3.1 Le management des opérations de construction : les grandes ruptures historiques jusqu'au début du XXe siécle

Se nourrir, se protéger sont pour l'homme des fonctions vitales et essentielles. Depuis la nuit des temps l'homme à d'abord cherché des abris, puis rapidement à su en construire avec les matériaux disponibles autour de lui. Dès l'époque néolithique (6 000 à 2500 environ avant J-C.) il vivait en villages dont les cabanes étaient quasiment toutes identiques (Guilaine et al, 1986 355 ). Chaque homme ou presque, en dehors peut être des monuments funéraires, était capable de reprendre à son compte la totalité de l'acte de bâtir en étant tour à tour Maître d'ouvrage, maître d'œuvre à la fois concepteur et entrepreneur.

Rappelons ici que le maître d'ouvrage est le commanditaire d'un projet dont il a fixé la finalité, le maître d'œuvre apporte les compétences nécessaires à la conception et à la réalisation de l'œuvre, ainsi que les ressources disponibles spécifiques requises pour la concrétiser (matériaux, matériels, technologies,……). L'acte de bâtir dans ce contexte peut se définir comme la combinaison des trois fonctions essentielles de commanditaire, de concepteur et d'entrepreneur qui constituent le triptyque fondateur de l'acte de bâtir. Tant que ces trois fonctions ont été combinées par une personne ou d'un groupe réduit et structuré (la famille, la tribu…) les problèmes de management des opérations de construction de l'époque n'ont pas posé vraisemblablement de problèmes insurmontables de coordination, l'ajustement mutuel* au sens de H. Minsberg (1982 356 ) devait largement suffire. La figure suivante illustre de façon simplifiée l’acte de bâtir qui se résume là à un nombre très limité d’activités élémentaires compte tenu du nombre réduit d’acteurs (un par pôle) ayant à combiner des ressources et des compétences limitées aux fins d’exigences basiques (clos, couvert).

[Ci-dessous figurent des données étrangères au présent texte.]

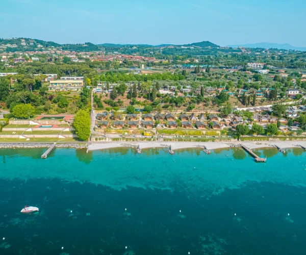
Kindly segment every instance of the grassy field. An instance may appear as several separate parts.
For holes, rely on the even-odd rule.
[[[0,143],[13,143],[13,142],[80,142],[78,138],[30,138],[30,140],[27,141],[24,139],[19,138],[0,138]]]

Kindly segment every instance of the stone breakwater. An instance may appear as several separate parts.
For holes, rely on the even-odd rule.
[[[45,148],[50,147],[52,143],[0,143],[0,148]],[[87,147],[86,144],[78,143],[57,143],[57,148],[74,148],[75,149],[85,149]]]

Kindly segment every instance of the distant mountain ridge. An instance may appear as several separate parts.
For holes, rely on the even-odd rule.
[[[238,46],[245,47],[246,48],[278,48],[279,49],[293,49],[306,51],[306,47],[295,47],[289,43],[281,44],[279,43],[273,43],[271,42],[259,42],[257,43],[249,43],[246,44],[235,44],[227,45],[228,47],[237,48]]]

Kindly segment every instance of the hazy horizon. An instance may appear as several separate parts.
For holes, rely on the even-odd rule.
[[[259,0],[3,0],[0,36],[60,44],[185,44],[209,41],[220,46],[269,42],[305,47],[301,28],[306,3]],[[298,5],[299,8],[296,8]],[[287,18],[284,18],[284,17]]]

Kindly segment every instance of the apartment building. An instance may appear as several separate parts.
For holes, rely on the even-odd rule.
[[[50,81],[49,91],[79,91],[83,89],[83,80],[57,80]]]

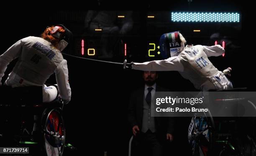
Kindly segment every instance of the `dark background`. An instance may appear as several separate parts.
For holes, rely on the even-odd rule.
[[[16,3],[13,7],[10,4],[5,10],[0,11],[2,44],[0,54],[18,40],[29,36],[38,36],[46,26],[56,24],[63,23],[74,33],[75,36],[79,37],[79,33],[82,31],[81,24],[83,24],[88,10],[132,10],[141,17],[148,12],[156,11],[238,11],[241,15],[241,29],[236,32],[238,35],[234,41],[241,48],[228,56],[211,59],[211,61],[220,70],[229,66],[232,67],[232,81],[235,87],[248,87],[255,91],[253,76],[255,66],[255,30],[253,24],[255,17],[252,18],[255,14],[253,13],[251,4],[231,0],[195,0],[189,5],[187,0],[178,2],[157,1],[138,4],[132,1],[100,1],[100,4],[98,1],[65,4],[60,2],[44,2],[29,4],[33,5],[33,7],[26,6],[25,4],[22,7],[19,6],[20,4]],[[113,4],[115,3],[116,5]],[[150,29],[151,25],[147,23],[146,19],[141,19],[137,21],[136,26],[148,26],[148,28]],[[184,32],[183,35],[188,43],[200,44],[200,41],[205,41],[202,39],[206,36],[202,35],[200,40],[200,35],[185,33],[189,32],[188,29],[192,28],[194,26],[200,26],[193,24],[174,25],[175,28],[172,28],[169,31],[179,30],[176,29],[180,28],[179,30]],[[218,30],[230,32],[227,26],[218,26]],[[214,27],[210,28],[206,25],[201,28],[207,31],[207,28],[210,28],[212,31]],[[137,28],[141,29],[141,31],[136,35],[136,32],[133,32],[135,35],[133,37],[134,42],[146,43],[145,40],[148,38],[145,39],[144,36],[148,33],[150,34],[150,30],[143,31],[142,26]],[[216,28],[217,29],[218,26]],[[166,32],[159,32],[159,35],[157,33],[156,39]],[[153,37],[153,35],[148,36]],[[139,45],[134,49],[138,49],[137,53],[141,53],[146,48]],[[148,59],[143,55],[126,59],[128,62],[142,62]],[[127,155],[129,139],[132,136],[131,129],[127,120],[128,103],[131,91],[143,85],[142,73],[123,70],[120,65],[64,56],[67,60],[72,90],[72,100],[64,108],[67,141],[77,148],[77,153],[102,156],[104,151],[107,151],[109,155]],[[121,62],[121,59],[118,58],[114,61]],[[2,82],[11,71],[15,62],[13,61],[9,65]],[[55,76],[51,76],[47,82],[54,83]],[[177,72],[160,72],[158,83],[173,91],[195,90],[189,82]],[[189,155],[187,136],[190,120],[190,118],[177,118],[176,120],[175,141],[172,150],[179,153],[179,155]]]

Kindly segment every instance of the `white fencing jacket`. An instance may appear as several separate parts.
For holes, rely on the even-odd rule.
[[[7,66],[18,58],[5,84],[13,87],[41,86],[55,73],[59,92],[65,103],[70,101],[67,61],[59,50],[47,41],[29,36],[22,39],[0,56],[0,84]]]
[[[220,45],[187,46],[179,55],[163,60],[144,63],[132,62],[132,69],[143,71],[177,71],[201,90],[223,90],[232,87],[231,82],[216,68],[208,57],[225,52]]]

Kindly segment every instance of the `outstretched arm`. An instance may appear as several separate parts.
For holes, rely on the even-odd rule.
[[[183,72],[183,65],[178,56],[170,57],[163,60],[153,61],[144,63],[132,62],[132,69],[144,71]]]
[[[218,44],[210,46],[203,46],[203,47],[207,57],[218,56],[225,52],[224,49]]]
[[[67,61],[63,60],[55,71],[59,92],[64,104],[71,99],[71,89],[69,83],[69,72]]]

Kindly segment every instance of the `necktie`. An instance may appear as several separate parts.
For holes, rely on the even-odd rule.
[[[148,88],[148,94],[146,96],[146,100],[147,102],[147,103],[149,105],[151,105],[151,91],[153,89],[153,88],[152,87]]]

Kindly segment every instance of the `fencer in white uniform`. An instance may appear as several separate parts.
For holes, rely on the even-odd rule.
[[[196,89],[202,91],[233,88],[231,82],[223,72],[216,68],[208,59],[208,57],[221,55],[225,53],[224,48],[219,45],[185,46],[185,38],[179,31],[164,34],[160,38],[160,49],[162,56],[167,59],[144,63],[131,62],[132,69],[143,71],[177,71],[183,77],[189,80]]]
[[[67,104],[71,100],[71,90],[67,61],[60,52],[67,45],[72,33],[64,26],[57,25],[47,27],[41,37],[22,39],[0,56],[0,84],[8,64],[18,58],[5,85],[13,87],[42,86],[43,102],[49,102],[56,98],[57,90],[53,86],[44,84],[55,73],[59,93]]]

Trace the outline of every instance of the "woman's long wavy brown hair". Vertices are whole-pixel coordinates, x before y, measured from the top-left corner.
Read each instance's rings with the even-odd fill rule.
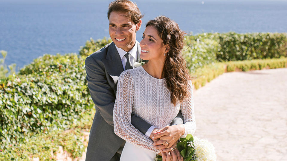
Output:
[[[185,60],[181,54],[185,33],[179,28],[177,23],[164,16],[149,21],[146,27],[149,26],[155,28],[162,44],[167,45],[169,50],[166,54],[163,72],[167,86],[171,92],[171,102],[175,105],[178,101],[182,102],[189,94],[187,84],[190,77]]]

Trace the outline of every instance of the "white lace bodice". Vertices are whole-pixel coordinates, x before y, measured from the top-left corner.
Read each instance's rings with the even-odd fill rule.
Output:
[[[196,128],[191,81],[188,89],[190,94],[175,106],[165,80],[152,77],[142,66],[124,71],[118,80],[114,108],[115,133],[133,145],[157,153],[159,151],[152,145],[152,140],[131,123],[132,113],[161,129],[170,125],[180,109],[185,128],[182,137],[193,134]]]

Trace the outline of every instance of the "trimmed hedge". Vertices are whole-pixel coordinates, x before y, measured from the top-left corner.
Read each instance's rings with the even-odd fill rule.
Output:
[[[218,61],[287,57],[286,33],[203,33],[186,36],[184,41],[183,54],[193,72]],[[87,56],[111,42],[110,39],[95,41],[91,38],[81,47],[80,55]]]
[[[204,33],[196,37],[192,35],[184,37],[187,45],[182,52],[187,67],[191,71],[217,61],[219,44],[214,40],[214,36]]]
[[[236,35],[240,38],[245,35],[232,32],[204,33],[186,36],[187,45],[183,54],[191,75],[194,77],[193,83],[195,88],[204,85],[226,72],[287,67],[287,58],[282,57],[286,56],[287,51],[285,34],[262,34],[264,36],[269,35],[273,39],[281,40],[266,44],[262,42],[265,48],[268,47],[269,49],[268,52],[259,46],[254,47],[262,50],[258,52],[259,53],[273,51],[270,54],[257,54],[257,57],[252,57],[245,56],[254,54],[249,52],[246,52],[244,56],[238,56],[240,54],[234,52],[236,49],[238,53],[248,50],[242,50],[245,47],[232,48],[231,42],[236,42],[236,47],[241,44],[246,47],[244,40],[251,40],[257,34],[249,34],[249,38],[243,39],[243,41],[237,38],[234,40],[234,38],[233,40],[228,39]],[[220,38],[222,40],[221,41],[219,41]],[[259,41],[260,44],[260,38],[256,38],[254,40]],[[79,56],[74,54],[45,55],[21,69],[19,75],[0,80],[0,149],[2,150],[0,160],[29,160],[32,157],[29,155],[39,157],[40,160],[53,160],[51,152],[57,150],[59,145],[74,157],[81,154],[83,148],[80,144],[79,136],[82,128],[79,127],[90,126],[92,119],[91,116],[94,113],[94,105],[86,80],[85,59],[111,42],[106,38],[95,41],[91,39],[87,41],[85,47],[81,47]],[[223,44],[229,45],[225,47]],[[248,46],[250,47],[252,45]],[[232,49],[225,49],[228,47]],[[282,57],[217,62],[219,53],[224,51],[236,59],[261,58],[258,55],[265,55]],[[219,60],[223,60],[223,56]],[[75,128],[77,130],[73,132],[64,132],[65,129]],[[57,138],[59,141],[51,142],[49,140],[51,138]],[[37,148],[39,146],[41,148]],[[78,151],[76,152],[76,149]]]
[[[218,35],[220,46],[216,54],[220,61],[251,60],[287,57],[286,33],[237,34]]]
[[[282,57],[279,59],[217,63],[199,68],[191,75],[194,77],[193,83],[197,89],[225,72],[286,67],[287,58]]]

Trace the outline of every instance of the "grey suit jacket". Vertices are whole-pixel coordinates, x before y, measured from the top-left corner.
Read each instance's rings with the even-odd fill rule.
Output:
[[[138,43],[138,57],[141,49]],[[117,80],[123,71],[121,58],[113,42],[88,56],[85,61],[86,79],[91,97],[96,105],[96,113],[90,132],[86,161],[109,161],[124,141],[115,134],[113,111]],[[132,123],[143,134],[151,125],[132,115]],[[180,113],[174,120],[183,123]]]

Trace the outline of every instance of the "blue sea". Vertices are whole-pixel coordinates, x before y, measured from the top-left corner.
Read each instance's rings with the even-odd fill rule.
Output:
[[[135,0],[144,24],[160,15],[186,32],[287,32],[287,1]],[[90,38],[109,37],[111,1],[0,0],[0,50],[17,70],[45,53],[79,53]],[[137,33],[141,40],[144,25]],[[0,58],[1,58],[0,55]]]

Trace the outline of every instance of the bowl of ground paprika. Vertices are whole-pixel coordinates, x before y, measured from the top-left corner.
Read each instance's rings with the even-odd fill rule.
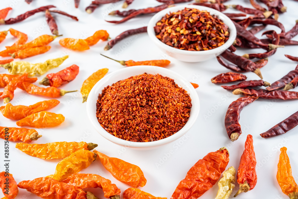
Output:
[[[179,74],[142,66],[104,77],[90,91],[86,109],[95,129],[106,139],[148,150],[184,135],[197,118],[200,103],[193,87]]]
[[[153,16],[147,32],[164,52],[187,62],[215,58],[233,44],[236,29],[224,13],[194,5],[168,8]]]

Figure 62 : Les trois pôles de l’acte de bâtir 
Figure 62 : Les trois pôles de l’acte de bâtir 

L'acte de bâtir réduit à sa plus simple expression théorique à savoir une finalité, une compétence, une ressource devient une activité élémentaire. Dès que l'homme à voulu faire des constructions un peu plus élaborées, ou que des révolutions techniques sont arrivées, ces trois fonctions ont commencé à se dissocier, les activités élémentaires à se multiplier et les acteurs les portant sont alors souvent rentrés en conflits. Si nous admettons que le management des projets de construction consiste arbitrer les tensions entre ces trois types d’acteurs, il devient intéressant de repérer dans le temps les inducteurs de tensions qui ont vraisemblablement été à l'origine de profonds changements dans la conduite des opérations de construction. Chaque acteur à pu être selon les époques inducteur de rupture. Toutefois les principales ruptures proviennent du degré de sophistication des intentions des maîtres d'ouvrages ou des ressources et technologies nouvelles disponibles, l'architecte stricto sensu ne faisant qu'harmoniser des antagonismes.

Nous distinguons deux grandes époques de l'antiquité au début du XXe siècle. La première époque (quatre périodes) jusqu'à la fin du XVIIe siècle consacre la mise en œuvre des principes de l'harmonie Vitruvienne (solidité, utilité, beauté), la deuxième époque (trois périodes) jusqu'au XXe siècle est marquée par l'émergence des technologies issues de la révolution industrielle.

Notes
355.

GUILAINE J. et DEMOULE J.-P. dir., "Le Néolithique de la France" , Picard, Paris, 1986, pp.. 121-145.

356.

Mintzberg H., "Structure et dynamique des organisations", les éditions de l'organisation, Paris, 1982.